Canadian politician (1876-1956)

Hugh John Montgomery (July 31, 1876 – August 30, 1956) was a politician from Alberta, Canada. He served as a politician on the municipal and provincial levels of government in Alberta. He served on the city council of Wetaskiwin in various posts between 1906 and 1929. He also served in the Legislative Assembly of Alberta from 1914 to 1921 and again from 1930 to 1935 as a member of the Liberal Party in both government and opposition.

==Early life==
Hugh John Montgomery was born in Bedeque, Prince Edward Island on July 31, 1878. He grew up on the island and attended Charlottetown Business College He moved west in 1898 after graduating and settled in Wetaskiwin when it was still in the Northwest Territories.

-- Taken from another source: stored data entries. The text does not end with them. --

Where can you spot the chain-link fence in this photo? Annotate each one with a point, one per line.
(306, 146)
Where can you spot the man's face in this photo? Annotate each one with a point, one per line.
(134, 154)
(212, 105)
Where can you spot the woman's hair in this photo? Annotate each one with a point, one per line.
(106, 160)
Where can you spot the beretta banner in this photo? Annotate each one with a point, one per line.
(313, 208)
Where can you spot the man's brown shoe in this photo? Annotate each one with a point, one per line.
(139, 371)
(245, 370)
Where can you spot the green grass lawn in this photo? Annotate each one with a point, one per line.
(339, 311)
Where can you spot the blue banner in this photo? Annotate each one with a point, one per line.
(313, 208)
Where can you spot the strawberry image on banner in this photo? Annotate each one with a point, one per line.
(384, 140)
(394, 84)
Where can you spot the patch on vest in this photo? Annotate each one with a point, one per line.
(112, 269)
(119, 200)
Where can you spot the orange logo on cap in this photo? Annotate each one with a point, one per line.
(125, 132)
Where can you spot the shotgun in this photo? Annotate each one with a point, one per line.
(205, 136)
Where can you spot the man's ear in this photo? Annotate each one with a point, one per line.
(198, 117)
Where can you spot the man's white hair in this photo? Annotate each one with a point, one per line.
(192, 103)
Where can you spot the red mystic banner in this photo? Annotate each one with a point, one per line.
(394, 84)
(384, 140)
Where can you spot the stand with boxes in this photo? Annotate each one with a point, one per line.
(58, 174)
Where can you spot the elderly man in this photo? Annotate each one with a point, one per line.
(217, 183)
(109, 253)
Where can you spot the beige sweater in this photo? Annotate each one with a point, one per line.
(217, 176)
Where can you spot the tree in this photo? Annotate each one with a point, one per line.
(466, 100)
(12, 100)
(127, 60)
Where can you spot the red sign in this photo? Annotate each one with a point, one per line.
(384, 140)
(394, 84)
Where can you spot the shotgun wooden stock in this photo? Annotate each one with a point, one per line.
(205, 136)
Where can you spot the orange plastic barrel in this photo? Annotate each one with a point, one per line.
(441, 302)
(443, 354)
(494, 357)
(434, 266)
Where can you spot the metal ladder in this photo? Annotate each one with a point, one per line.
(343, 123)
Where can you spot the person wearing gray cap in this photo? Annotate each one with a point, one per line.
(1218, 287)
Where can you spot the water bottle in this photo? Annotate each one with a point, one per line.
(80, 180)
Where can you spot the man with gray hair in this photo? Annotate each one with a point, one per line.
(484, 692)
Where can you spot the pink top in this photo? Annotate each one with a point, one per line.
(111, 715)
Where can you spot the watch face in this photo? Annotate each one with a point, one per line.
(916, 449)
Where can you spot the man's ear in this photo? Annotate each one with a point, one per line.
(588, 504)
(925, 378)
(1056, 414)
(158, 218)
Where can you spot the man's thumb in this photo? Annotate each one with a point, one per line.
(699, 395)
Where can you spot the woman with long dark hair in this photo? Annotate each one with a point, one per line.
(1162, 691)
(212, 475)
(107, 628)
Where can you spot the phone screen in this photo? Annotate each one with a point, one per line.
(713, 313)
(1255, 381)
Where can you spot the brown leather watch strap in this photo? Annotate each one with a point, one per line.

Montgomery became a merchandiser and owned part of a large grain and livestock ranch. He became involved in municipal politics soon after settling in the community.

==Political career==

===Municipal===
Montgomery served as an Alderman in Wetaskiwin from 1906 to 1909. He ran successfully for mayor of the city in 1910. In 1922 he was elected Chief Magistrate of the city and held that position until 1929.

===Provincial===
Montgomery first ran for a seat to the Alberta Legislature in a by-election on November 17, 1914, in the electoral district of Wetaskiwin. The by-election was called after the death of incumbent Charles Olin. Montgomery was elected by a wide margin over Conservative candidate Finlay Watson, who thus lost his deposit.

In the 1917 general election he was re-elected in a landslide over Conservative candidate R.M. Angus.

In the 1921 general election he was defeated by Evert Sparks of the United Farmers of Alberta.

Montgomery and Sparks faced each other again in the 1926 general election, Sparks beat Montgomery by less than two hundred votes on the second vote count. The Conservative candidate's second-choice ballots were distributed after being dropped out in the first round, and most of them went to the UFA candidate, instead of to Montgomery.

Montgomery ran against Sparks for the third time in the 1930 general election and defeated him in a closely contested two-way, thus returning to office nine years after his defeat.

Montgomery was defeated again in the 1935 general election, this time by John Wingblade of the Social Credit League. He finished a distant second in the field of five candidates.

Montgomery attempted another comeback as an independent in the 1944 general election. He was once again defeated by Wingblade, finishing a very distant third place in the field of four candidates.